Filed in archive Entrepreneurship by tj on February 02, 2004

This free (!) WSJ article focuses on a market segment that was formerly owned by news services such as Bloomberglinks and Reuters. Both companies serve their customers with primarily financial news. They have done so in developing the complete value chain from news acquisition to delivering these news fast and electronically to their customers.

"Reuters is primarily a news agency," said Steve Allen, a director at financial data consultancy DataContent. "In the past 30 years, we have seen Reuters trying to deliver service across the entire financial services industry. Reuters is now a technology company, a software developer, a systems integrator, an electronic broker, a consultancy firm, a telco provider and, in the past, has even been a hardware manufacturer and TV station."
Now both very successful companies got competition from several promising start-ups:
  • Caplin - which attracted $16 million in venture capital in 2003
  • MarketXs - is based in the Netherlands and attracted $14 million in venture capital in 2003
It seems both companies (Bloomberg and Reuters) are stuck in the classical innovators dilemma.
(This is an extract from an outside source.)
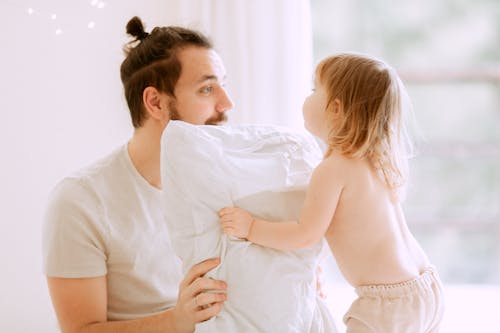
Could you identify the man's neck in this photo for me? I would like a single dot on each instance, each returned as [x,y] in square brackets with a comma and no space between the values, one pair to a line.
[144,151]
"When an industry is immature, companies like Reuters or Bloomberg ensure customers get what they need by creating the total package themselves. But the newcomers argue that as an industry matures, it's far better for companies to focus on the skills they excel at.
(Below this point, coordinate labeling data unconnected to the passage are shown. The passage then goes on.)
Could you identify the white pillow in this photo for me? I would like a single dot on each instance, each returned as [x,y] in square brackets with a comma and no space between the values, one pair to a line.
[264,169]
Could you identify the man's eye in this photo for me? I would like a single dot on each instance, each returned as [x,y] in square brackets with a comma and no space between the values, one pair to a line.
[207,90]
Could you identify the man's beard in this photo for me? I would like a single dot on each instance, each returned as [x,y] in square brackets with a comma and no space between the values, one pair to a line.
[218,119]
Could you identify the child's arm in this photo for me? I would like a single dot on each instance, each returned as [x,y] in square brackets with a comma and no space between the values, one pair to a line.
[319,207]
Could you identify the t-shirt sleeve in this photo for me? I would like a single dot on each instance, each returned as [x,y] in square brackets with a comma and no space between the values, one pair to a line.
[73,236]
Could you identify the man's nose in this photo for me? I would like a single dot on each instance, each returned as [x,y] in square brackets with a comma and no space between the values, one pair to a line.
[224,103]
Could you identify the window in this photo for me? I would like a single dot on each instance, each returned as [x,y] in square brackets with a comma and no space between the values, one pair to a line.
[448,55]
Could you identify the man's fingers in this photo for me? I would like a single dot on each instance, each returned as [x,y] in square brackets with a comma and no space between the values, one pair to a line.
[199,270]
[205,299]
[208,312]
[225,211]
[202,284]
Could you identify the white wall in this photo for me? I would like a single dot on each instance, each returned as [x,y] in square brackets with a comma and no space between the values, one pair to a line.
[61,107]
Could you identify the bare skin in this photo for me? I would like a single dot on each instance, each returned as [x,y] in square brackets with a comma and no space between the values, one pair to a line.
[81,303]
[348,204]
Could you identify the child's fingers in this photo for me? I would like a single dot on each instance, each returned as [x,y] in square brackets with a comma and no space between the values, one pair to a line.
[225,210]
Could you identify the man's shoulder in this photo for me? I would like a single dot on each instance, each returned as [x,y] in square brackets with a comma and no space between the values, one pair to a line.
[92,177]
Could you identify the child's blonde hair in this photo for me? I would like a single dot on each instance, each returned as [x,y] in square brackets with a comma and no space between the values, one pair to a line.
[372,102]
Some believe Reuters and Bloomberg have been hit by the Innovator's Dilemma - a classic piece of 1990s management theory devised by Harvard Business School Professor Clayton M. Christensen. The Innovator's Dilemma arises when a big company is dissuaded by customers from introducing new-technology products because they are happy with the existing lineup and see no need for change.

One day, however, the established player discovers it is losing market share as customers that shunned its suggestions for new products start switching to new lower-cost applications offered by new entrants to the marketplace.
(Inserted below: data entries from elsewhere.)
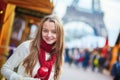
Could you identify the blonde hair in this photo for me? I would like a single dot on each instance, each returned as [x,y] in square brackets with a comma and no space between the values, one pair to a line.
[32,58]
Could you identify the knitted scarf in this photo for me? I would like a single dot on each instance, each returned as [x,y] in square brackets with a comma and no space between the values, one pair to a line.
[45,65]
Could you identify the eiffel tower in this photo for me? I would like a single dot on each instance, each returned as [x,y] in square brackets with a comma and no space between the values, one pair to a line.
[92,15]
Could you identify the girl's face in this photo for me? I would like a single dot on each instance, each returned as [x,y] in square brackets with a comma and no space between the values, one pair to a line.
[49,32]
While conventional wisdom is that a company's problems stem from listening too little to its customers, a company can in this instance find itself in trouble because it listened too much.

Some point to parallels between Reuters and Bloomberg's current situation and the fate of the Telex machine. Once the fax machine was invented, nobody needed the Telex private network and the technology disappeared.

In the same way, the massive technology shift brought by the Internet means data no longer needs to be transmitted over proprietary data delivery systems owned by the likes of Reuters and Bloomberg."